I’ve seen the film and I agree with many of the comments, but disagree with the main premise of the article; I think Mandela is a good film objectively speaking, but a poor political biography. I expected a far more intimate understanding of the man and his motivations given it was supposed to be about one person.
That it was mainly about recreating well-documented events seemed a slightly odd narrative choice, and I also thought it was weak at portraying a movement of people fighting for the same cause. I have no idea how cohesive or not the anti-apartheid movement was in South Africa, but the film suggested a couple of people here and a couple of people there and then magically concerts at Wembley stadium. Which is a shame cos how the Free Nelson Mandela campaign became international could have been an interesting subplot (and would have provided an interesting comparison to last year’s Angela Davis film, Free Angela and all political prisoners).

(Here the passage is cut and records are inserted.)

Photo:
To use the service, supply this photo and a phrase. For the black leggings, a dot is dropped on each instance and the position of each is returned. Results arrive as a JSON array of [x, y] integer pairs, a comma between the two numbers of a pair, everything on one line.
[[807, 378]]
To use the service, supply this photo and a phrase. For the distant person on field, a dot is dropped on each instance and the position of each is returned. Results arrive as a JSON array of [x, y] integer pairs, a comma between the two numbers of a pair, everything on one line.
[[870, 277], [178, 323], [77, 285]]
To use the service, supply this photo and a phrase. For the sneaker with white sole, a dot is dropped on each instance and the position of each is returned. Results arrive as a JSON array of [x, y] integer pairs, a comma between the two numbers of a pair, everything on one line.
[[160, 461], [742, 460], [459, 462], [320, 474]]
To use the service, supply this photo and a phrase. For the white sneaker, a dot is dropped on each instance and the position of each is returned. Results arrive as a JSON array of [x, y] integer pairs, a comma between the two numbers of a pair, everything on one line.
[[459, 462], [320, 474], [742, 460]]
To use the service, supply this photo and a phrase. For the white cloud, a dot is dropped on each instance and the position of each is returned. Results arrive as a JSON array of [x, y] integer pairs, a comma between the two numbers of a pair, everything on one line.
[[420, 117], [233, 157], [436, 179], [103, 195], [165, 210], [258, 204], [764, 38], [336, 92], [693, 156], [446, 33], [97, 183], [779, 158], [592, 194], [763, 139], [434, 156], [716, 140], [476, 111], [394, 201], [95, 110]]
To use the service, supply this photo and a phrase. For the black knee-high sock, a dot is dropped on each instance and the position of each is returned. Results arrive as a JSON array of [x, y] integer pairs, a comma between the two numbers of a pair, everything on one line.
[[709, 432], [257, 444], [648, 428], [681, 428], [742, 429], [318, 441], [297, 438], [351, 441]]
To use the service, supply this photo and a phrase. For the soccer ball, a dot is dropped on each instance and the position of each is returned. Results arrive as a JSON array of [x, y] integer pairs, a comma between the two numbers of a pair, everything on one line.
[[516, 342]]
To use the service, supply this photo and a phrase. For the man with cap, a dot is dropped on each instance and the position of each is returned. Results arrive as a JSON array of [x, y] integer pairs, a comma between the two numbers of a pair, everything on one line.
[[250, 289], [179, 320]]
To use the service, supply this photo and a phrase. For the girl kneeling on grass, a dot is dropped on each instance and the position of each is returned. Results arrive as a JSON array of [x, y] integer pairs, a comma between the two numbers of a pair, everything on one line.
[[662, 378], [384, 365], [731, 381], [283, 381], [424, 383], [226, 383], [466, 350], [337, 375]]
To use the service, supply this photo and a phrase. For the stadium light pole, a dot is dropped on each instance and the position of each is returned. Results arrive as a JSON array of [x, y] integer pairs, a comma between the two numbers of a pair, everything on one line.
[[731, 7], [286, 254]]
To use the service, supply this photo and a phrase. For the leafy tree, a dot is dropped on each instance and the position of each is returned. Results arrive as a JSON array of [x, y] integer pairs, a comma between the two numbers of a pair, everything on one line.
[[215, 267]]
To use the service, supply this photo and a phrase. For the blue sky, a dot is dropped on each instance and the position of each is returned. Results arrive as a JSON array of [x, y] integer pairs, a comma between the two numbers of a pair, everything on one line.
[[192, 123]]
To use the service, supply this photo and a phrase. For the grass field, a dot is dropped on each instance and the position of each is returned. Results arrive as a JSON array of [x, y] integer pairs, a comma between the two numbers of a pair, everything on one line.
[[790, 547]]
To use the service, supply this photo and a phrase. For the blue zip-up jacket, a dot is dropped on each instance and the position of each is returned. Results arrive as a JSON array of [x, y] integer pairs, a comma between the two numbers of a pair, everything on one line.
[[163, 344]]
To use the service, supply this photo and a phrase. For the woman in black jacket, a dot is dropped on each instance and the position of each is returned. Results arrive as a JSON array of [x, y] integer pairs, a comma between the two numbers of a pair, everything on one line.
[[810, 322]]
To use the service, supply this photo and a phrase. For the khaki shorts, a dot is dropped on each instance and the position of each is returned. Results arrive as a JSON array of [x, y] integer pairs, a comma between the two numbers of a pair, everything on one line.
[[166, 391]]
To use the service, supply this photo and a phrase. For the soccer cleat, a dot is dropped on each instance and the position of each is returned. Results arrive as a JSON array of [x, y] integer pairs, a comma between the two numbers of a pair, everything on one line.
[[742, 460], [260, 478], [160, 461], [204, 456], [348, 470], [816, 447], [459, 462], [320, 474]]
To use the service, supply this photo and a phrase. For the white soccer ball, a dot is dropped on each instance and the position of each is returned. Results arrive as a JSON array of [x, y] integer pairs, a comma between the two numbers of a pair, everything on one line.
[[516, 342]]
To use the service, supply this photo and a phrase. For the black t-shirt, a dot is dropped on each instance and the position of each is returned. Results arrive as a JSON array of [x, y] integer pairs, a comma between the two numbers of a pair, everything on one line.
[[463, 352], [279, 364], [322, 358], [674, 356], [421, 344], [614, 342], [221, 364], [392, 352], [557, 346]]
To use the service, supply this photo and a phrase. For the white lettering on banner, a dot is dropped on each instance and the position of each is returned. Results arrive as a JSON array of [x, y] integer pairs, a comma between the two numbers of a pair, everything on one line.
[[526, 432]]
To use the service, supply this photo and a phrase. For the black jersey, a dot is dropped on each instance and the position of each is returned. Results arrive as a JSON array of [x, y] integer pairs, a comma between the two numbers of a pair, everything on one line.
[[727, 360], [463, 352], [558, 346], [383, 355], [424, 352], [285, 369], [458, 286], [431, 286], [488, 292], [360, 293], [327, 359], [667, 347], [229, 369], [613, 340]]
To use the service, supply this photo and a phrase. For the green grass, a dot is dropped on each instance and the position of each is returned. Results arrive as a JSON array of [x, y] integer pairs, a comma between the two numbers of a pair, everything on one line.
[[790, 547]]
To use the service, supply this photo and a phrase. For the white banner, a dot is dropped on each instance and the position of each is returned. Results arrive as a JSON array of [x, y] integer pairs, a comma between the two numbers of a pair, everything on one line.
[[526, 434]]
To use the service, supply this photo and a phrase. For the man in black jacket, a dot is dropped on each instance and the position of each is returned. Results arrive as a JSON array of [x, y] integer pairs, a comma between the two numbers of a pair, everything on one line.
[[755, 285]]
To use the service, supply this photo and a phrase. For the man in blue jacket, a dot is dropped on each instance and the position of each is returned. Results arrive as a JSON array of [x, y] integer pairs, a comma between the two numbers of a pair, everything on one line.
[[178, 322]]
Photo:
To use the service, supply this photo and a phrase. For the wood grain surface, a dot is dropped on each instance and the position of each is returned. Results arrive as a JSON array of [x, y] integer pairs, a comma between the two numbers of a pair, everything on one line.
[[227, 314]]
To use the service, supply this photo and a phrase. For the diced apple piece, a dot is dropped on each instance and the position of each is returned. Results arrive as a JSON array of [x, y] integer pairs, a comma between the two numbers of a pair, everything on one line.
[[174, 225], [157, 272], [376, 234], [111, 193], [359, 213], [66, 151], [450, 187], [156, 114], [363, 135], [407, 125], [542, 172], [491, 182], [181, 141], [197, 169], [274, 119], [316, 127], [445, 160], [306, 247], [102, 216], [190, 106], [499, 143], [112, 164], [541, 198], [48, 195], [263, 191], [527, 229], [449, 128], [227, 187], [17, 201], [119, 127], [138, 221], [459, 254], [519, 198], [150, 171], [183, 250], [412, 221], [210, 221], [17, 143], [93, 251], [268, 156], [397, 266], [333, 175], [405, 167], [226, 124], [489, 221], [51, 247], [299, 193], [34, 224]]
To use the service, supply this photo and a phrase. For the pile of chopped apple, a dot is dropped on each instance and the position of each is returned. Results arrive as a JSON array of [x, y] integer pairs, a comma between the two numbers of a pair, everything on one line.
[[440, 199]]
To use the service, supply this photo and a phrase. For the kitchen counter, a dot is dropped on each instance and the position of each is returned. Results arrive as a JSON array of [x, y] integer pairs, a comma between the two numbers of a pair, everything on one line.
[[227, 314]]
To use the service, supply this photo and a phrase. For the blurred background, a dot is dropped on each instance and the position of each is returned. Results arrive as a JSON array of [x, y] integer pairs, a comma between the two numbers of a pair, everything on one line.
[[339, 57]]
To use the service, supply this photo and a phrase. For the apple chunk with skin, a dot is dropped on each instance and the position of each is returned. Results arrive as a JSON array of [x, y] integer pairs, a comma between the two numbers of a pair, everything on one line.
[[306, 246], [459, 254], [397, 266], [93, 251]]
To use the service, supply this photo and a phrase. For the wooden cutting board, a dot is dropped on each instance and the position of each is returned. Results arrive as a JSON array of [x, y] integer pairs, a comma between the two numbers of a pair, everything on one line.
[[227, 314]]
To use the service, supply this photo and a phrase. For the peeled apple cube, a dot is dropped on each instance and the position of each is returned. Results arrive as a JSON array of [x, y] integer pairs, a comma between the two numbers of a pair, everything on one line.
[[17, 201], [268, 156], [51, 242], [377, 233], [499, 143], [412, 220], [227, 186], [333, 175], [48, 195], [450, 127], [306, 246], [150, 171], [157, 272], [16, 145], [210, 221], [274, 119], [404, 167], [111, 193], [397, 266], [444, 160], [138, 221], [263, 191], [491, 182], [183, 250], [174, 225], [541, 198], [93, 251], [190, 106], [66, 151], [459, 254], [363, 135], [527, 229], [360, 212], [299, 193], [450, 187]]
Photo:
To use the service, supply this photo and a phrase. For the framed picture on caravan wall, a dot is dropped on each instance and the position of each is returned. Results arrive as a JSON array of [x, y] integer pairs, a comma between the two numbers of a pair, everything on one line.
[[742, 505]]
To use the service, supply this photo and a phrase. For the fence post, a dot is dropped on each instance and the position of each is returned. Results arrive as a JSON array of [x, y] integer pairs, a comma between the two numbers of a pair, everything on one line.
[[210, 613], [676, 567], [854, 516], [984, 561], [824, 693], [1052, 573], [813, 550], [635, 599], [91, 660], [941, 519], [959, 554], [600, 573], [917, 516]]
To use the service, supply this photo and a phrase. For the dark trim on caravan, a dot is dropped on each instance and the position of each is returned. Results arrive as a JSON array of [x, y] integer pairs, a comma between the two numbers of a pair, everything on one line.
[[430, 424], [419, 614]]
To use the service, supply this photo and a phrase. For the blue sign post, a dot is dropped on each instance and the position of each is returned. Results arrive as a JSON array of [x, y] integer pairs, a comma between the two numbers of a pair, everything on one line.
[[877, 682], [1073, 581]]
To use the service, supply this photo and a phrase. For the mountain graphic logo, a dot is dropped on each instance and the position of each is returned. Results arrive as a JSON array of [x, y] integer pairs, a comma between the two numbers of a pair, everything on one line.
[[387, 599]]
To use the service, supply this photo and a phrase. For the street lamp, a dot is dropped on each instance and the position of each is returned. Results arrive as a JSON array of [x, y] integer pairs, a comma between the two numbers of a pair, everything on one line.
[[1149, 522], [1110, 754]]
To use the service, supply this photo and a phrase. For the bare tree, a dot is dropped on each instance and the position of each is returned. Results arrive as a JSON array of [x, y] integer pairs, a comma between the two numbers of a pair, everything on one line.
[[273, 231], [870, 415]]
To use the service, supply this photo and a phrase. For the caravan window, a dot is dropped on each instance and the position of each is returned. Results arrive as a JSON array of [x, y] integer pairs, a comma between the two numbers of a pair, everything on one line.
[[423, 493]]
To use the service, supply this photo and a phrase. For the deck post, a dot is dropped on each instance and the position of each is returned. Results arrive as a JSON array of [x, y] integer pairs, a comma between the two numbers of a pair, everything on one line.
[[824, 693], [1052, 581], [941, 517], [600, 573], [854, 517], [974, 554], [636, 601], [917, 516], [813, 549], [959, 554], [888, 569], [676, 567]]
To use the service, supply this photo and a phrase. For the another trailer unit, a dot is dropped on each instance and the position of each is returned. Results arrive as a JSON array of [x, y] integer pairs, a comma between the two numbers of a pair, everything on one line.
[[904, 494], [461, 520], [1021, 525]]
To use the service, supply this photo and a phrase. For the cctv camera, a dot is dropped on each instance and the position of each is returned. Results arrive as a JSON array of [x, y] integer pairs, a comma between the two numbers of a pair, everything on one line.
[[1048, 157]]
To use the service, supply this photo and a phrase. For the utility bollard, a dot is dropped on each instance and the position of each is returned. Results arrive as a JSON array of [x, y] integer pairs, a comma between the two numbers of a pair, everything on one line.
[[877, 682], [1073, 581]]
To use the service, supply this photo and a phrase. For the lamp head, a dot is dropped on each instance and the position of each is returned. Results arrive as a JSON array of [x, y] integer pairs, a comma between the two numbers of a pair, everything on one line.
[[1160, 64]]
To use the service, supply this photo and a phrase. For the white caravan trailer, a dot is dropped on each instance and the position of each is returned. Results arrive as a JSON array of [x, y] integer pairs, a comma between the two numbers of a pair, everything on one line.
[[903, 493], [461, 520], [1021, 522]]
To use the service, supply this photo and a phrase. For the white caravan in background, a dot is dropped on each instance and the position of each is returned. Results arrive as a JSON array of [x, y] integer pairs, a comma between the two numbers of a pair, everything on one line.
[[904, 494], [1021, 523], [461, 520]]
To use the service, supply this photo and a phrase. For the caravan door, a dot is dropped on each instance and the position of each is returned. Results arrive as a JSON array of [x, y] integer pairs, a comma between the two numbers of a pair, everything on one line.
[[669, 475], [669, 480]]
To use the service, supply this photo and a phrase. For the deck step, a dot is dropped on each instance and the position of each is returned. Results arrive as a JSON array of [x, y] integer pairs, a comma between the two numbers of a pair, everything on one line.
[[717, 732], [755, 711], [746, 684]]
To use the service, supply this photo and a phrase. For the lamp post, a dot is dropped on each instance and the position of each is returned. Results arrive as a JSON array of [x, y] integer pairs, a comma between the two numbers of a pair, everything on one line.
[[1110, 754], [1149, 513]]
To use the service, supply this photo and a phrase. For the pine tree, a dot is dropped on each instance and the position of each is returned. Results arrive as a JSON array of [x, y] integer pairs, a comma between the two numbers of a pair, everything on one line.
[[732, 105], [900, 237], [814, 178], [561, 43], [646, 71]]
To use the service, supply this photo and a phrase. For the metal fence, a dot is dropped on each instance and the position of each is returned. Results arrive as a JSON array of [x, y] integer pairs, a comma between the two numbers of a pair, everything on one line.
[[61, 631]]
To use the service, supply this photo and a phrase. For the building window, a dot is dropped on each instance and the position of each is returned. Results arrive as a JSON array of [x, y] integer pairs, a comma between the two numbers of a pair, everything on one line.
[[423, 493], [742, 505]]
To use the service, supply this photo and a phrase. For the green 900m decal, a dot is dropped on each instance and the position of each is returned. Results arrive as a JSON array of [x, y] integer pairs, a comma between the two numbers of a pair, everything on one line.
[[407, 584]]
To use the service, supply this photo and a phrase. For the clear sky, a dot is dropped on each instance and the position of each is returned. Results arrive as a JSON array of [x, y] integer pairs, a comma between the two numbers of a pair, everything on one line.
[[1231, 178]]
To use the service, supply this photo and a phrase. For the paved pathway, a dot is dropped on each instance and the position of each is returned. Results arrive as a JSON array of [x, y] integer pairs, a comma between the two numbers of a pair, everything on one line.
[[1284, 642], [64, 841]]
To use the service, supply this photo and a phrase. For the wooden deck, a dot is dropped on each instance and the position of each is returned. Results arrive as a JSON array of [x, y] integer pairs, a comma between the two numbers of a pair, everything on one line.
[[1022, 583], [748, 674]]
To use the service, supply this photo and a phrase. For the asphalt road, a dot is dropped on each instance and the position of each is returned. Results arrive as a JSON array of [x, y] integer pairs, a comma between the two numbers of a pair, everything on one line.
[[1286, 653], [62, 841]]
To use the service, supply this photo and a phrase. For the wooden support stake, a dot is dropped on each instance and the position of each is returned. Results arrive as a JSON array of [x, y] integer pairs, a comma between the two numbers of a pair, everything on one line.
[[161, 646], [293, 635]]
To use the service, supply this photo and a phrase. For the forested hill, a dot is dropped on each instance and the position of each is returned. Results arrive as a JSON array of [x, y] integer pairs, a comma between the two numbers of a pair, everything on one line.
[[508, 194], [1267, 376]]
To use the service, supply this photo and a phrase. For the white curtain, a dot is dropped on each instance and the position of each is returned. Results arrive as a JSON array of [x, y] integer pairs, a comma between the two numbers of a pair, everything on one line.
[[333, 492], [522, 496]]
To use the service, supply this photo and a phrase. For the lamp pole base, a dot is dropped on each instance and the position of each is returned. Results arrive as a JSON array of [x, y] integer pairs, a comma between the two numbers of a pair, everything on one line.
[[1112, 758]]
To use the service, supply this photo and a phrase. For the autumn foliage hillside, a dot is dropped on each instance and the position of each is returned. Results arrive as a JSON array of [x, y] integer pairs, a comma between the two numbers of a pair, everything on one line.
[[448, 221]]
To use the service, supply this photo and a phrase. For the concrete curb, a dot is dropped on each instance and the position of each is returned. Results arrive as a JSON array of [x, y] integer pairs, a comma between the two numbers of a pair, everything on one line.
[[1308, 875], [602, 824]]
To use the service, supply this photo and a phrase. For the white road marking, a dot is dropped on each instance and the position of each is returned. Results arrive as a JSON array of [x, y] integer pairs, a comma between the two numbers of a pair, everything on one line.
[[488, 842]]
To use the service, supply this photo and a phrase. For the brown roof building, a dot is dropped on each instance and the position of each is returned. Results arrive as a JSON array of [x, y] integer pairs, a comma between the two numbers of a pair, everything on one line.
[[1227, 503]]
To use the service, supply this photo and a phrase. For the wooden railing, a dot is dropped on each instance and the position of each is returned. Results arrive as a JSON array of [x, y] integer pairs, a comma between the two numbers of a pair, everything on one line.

For me (admittedly a Londoner) Winnie’s role in the film seems to explain how the end of apartheid could have easily been a far less forgiving affair. But then I’m coming from a place where Winnie Mandela is very much a forgotten political figure so I was simply pleased to see her returned to prominence. I also felt that her character had a proper ‘arc’ beginning one place and finishing somewhere different with a full explanation provided by the film. With Madiba, it feels too often that we’re expected to ‘know’ what happens and so only the barest of details are provided about what he feels at critical junctures in the film. Which is simply no way to make an historical film.
All that said, great to read a female African perspective on the Mandela film!
Rugiyatu Kane says
I suggest watching the Winnie Mandela movie starring Jennifer Hudson and Terrance Howard as the Mandelas. It's makes for a great comparison on the character of Winnie Mandela, and I found it far more enjoyable and respective of the socio-political situation during that time in South Africa.
akhumo says
I have mixed feelings when it comes to this movie. I have not seen and I have no intention of ever watching it. As a young black South African woman (and Black on top of it all), this stance has had those in my circle with eyes popping and tongues hanging out. But, that’s just me. I do not feel that there can ever be a true depiction of what really happened in those years of the struggle of my people.
There are still so many untold stories and many issues, incidents, e tc. That will forever lay buried. Personally, I have felt for a long time that although Nelson Mandela may be deemed a “Hero of the Struggle” and the emancipation of the People, for me he was but a man who became the part of a movement. I fail to put him high above all those who played a part in the fight for freedom and equality. He remains a “face” of the then struggle. Nothing more than good PR in my eyes!
I’ve been told that I should be ashamed of myself for feeling this way about this “great man”, I am ungrateful, blah blah blah… I digress…
My refusal to watch/ support the Long Walk to Freedom movie also stems form the fact that the filmmakers have chosen to cast international actors (talented as they may be) in the leading roles as opposed to South Africa’s (very talented and capable) actors and actresses. For me, all that this simply says is:
“SOUTH AFRICA, THE WORLD WANTS TO HEAR YOUR STORIES, JUST AS LONG AS YOU”RE NOT THE ONES TELLING THEM. THEY JUST DO NOT BELIEVE THAT YOU ARE CAPABLE OF TELLING THEM!”
If there is one thing though that Mandela may have taught and taught well, is that I have a right to my opinion! That is a gift to be treasured for life!